The gunboats got under way, each slipping into its pre-arranged position well out on the quarter and bow of the massive ship.
The first gun-fire was from Africa – a shocking salvo from the quarterdeck of at least nine-pounders, sending solid shot skittering and plunging among the crowded gunboats. Their positioning preserved them against a twenty-four-pounder broadside but not this – they could not close to point-blank range in the face of it and must lay off to inflict their punishment.
One by one the mass of gunboats opened up, their big guns thundering out in heavy slams of sound. The stretch of water and the ship became hidden by immense roiling clouds of gun-smoke. Only the upper sails and rigging of Africa showed above it – but this was all that was needed. Krieger had decided earlier that if he was going to take the battleship they would aim for the rigging to cripple the vessel, partly to prevent it turning on them if the wind got up, but more that in the end he didn’t want to make prize of a wreck. The smaller-bored kanonjolle could be relied on to batter at the hull.
Pulse racing, he goaded his men on, knowing that the breathy air could return as a breeze without warning.
The minutes turned into an hour – of deafening cannonade, the muscle-burn of serving hot guns, the crash and splinter of shot from Africa as she drifted round with the current, giving a chance for a gun or two to bear on a Danish foe.
Still the ship-of-the-line fought back. A lull in the gun-fire revealed her bowsprit trailing in the water, her sails torn and pierced, but her ensign still defiantly aloft. The mauling went on.
With a crash and screams one of the gunboats took a direct hit, the round shot smashing and splintering the fragile hull to lethal skewers, impaling and lacerating human flesh. In another direction floating oars, some splintered, were witness to a further savage counter-blow.

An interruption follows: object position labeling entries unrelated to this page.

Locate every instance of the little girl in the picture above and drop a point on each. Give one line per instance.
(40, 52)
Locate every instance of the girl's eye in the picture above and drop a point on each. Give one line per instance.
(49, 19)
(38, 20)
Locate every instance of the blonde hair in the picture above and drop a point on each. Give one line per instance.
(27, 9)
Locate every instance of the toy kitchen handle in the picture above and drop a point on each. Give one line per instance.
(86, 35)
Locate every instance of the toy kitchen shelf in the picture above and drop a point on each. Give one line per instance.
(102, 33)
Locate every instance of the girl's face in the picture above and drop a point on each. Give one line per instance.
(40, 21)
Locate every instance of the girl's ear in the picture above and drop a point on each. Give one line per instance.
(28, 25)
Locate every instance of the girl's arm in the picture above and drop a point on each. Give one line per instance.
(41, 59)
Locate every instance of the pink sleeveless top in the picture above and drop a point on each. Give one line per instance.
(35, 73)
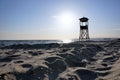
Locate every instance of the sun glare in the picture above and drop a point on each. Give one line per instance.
(67, 41)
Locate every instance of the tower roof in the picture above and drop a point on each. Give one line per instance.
(83, 19)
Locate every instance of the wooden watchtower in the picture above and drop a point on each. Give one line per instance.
(84, 33)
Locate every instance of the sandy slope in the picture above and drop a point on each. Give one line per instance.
(74, 61)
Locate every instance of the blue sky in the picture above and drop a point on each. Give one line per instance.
(46, 19)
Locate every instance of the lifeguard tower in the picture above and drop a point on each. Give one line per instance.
(84, 33)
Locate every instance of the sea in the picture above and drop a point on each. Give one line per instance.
(31, 42)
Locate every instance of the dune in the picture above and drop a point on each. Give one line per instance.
(71, 61)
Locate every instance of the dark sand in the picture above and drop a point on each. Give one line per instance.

The pounding went on, a wounded beast surrounded by cruel tormentors who bayed for its blood. Another hour passed, the sun sinking to its lair. The shattered ruin must surely yield soon!
The powder smoke lifted a little and, with a clear target, the firing redoubled, but, heart sinking, Krieger sensed something. There was the barest stirring of the air. He felt its coolness and knew what he’d feared was coming to pass.
The evening land breeze was making itself felt. In a short while the stricken monster would be able to pick up steerage way, to react and turn its cruel broadsides on them with vindictive savagery. It was time to pull out.
Before the drooping sails could catch the wind Krieger signalled the withdrawal.
It had been a near thing: given only a little longer it might have ended differently, but he could go back with the glory that his gallant band of tiny boats had taken on the greatest antagonist the enemy could throw against them.